O magistrado entendeu que o direito ao benefício, previsto em lei para pais adotantes, deveria ser estendido ao caso.

“Não há razão para se admitir que a Lei teria cuidado da proteção da maternidade no caso de adoção por segurado (pai), mas, diante de sua redação deficiente, teria deixado ao desamparo a proteção da maternidade, na hipótese retratada nos autos”, escreve o magistrado. “O pai, único provedor da família, por ocasião do nascimento de seus filhos, possui a mesma necessidade de interromper temporariamente suas atividades laborais, tal como ocorreria com a mãe gestante ou com o pai adotante, com o objetivo de recepcionar o recém-nascido no seio da família”, prossegue.

Trecho da sentença do juiz Gilson Pessotti. Foto: Reprodução

O núcleo da Defensoria da União em Ribeirão Preto, no interior de São Paulo, deu entrada na ação em março do ano passado, seis meses após o nascimento dos gêmeos. O órgão argumentou que, embora não tenha passado fisicamente pela gestação, o homem é o único responsável pelas crianças e precisou parar de trabalhar temporariamente para se dedicar aos cuidados exigidos pelos recém-nascidos.

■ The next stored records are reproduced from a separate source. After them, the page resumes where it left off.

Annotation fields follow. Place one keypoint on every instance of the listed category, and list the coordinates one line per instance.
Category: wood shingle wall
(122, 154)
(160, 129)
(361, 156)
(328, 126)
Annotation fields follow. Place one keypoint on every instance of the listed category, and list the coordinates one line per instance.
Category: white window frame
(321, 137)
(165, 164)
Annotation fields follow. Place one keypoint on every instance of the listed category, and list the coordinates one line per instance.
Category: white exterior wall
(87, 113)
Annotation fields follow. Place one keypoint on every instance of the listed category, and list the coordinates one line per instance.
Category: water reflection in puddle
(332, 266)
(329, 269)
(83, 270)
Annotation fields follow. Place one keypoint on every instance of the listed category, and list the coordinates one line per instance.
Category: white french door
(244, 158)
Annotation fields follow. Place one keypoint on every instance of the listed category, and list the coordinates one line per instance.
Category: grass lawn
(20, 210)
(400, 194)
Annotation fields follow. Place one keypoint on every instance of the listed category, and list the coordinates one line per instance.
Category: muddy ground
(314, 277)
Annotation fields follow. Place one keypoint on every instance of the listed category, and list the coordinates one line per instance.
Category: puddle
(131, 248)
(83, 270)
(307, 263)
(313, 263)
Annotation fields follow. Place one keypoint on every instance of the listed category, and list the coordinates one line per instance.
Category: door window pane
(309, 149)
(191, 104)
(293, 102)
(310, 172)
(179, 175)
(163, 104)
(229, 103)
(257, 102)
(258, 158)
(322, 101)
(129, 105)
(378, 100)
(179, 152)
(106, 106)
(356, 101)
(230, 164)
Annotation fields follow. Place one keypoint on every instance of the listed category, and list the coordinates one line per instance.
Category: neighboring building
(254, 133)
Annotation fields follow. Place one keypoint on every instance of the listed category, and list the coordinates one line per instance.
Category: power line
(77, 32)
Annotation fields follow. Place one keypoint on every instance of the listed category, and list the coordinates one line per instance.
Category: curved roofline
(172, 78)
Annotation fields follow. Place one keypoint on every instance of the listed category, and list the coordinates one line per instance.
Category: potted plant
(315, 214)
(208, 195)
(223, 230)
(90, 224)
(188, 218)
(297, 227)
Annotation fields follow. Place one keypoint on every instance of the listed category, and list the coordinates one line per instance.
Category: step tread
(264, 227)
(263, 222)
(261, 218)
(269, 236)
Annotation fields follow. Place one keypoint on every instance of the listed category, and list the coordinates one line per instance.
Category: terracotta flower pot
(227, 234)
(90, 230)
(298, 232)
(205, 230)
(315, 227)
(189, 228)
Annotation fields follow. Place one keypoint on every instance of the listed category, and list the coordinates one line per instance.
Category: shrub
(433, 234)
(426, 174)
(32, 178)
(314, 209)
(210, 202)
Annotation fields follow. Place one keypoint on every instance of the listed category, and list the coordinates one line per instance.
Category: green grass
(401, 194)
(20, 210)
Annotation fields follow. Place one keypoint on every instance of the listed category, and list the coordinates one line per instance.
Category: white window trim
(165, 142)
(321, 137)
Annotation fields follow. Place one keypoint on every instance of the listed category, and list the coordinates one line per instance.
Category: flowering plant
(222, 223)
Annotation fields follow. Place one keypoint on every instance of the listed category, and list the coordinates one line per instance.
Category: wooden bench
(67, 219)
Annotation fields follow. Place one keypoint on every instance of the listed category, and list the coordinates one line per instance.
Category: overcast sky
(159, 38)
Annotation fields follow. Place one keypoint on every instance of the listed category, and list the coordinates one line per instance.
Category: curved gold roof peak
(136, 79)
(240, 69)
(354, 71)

Na Justiça, a DPU lembrou ainda que o salário-maternidade foi pensado para atender fins sociais e que o benefício não se limita à proteção da mãe, mas da família como um todo.

“A mera análise dos dispositivos constitucionais demonstra-se que a proteção da maternidade não é estabelecida per se; ela é determinada, também, em razão de seus vínculos com a infância e a família. Não poderia ser diferente: afinal, se a maternidade é uma situação delicada, muito mais o é a pequena infância, idade em que as crianças exigem cuidados especiais”, escreveu o defensor Douglimar da Silva Moraes, que assina a ação.

Fachada do INSS, no Viaduto Santa Ifigênia. Foto: Werther Santana/Estadão

A sugestão de usar como parâmetro a previsão de concessão do salário-maternidade a pais ou mães adotantes foi da própria DPU, que observou a semelhança entre as situações.

“Tanto na adoção quanto no contrato de cessão de útero, temos uma situação em que o pai ou a mãe da criança não passaram pelos processos físicos da gravidez; contudo, ainda precisam manter-se em sua casa por alguns meses, para dar a devida atenção ao seu filho e suprir os cuidados que lhe são mais urgentes. Dessa forma, em ambos os casos, justifica-se o salário-maternidade”, argumenta o órgão. “O aplicador do Direito não pode se manter inerte perante tal questão: é necessário reconhecer que os diferentes modelos de família também são alvo de proteção constitucional, garantida em todas as suas formas – inclusive o salário-maternidade”, acrescenta.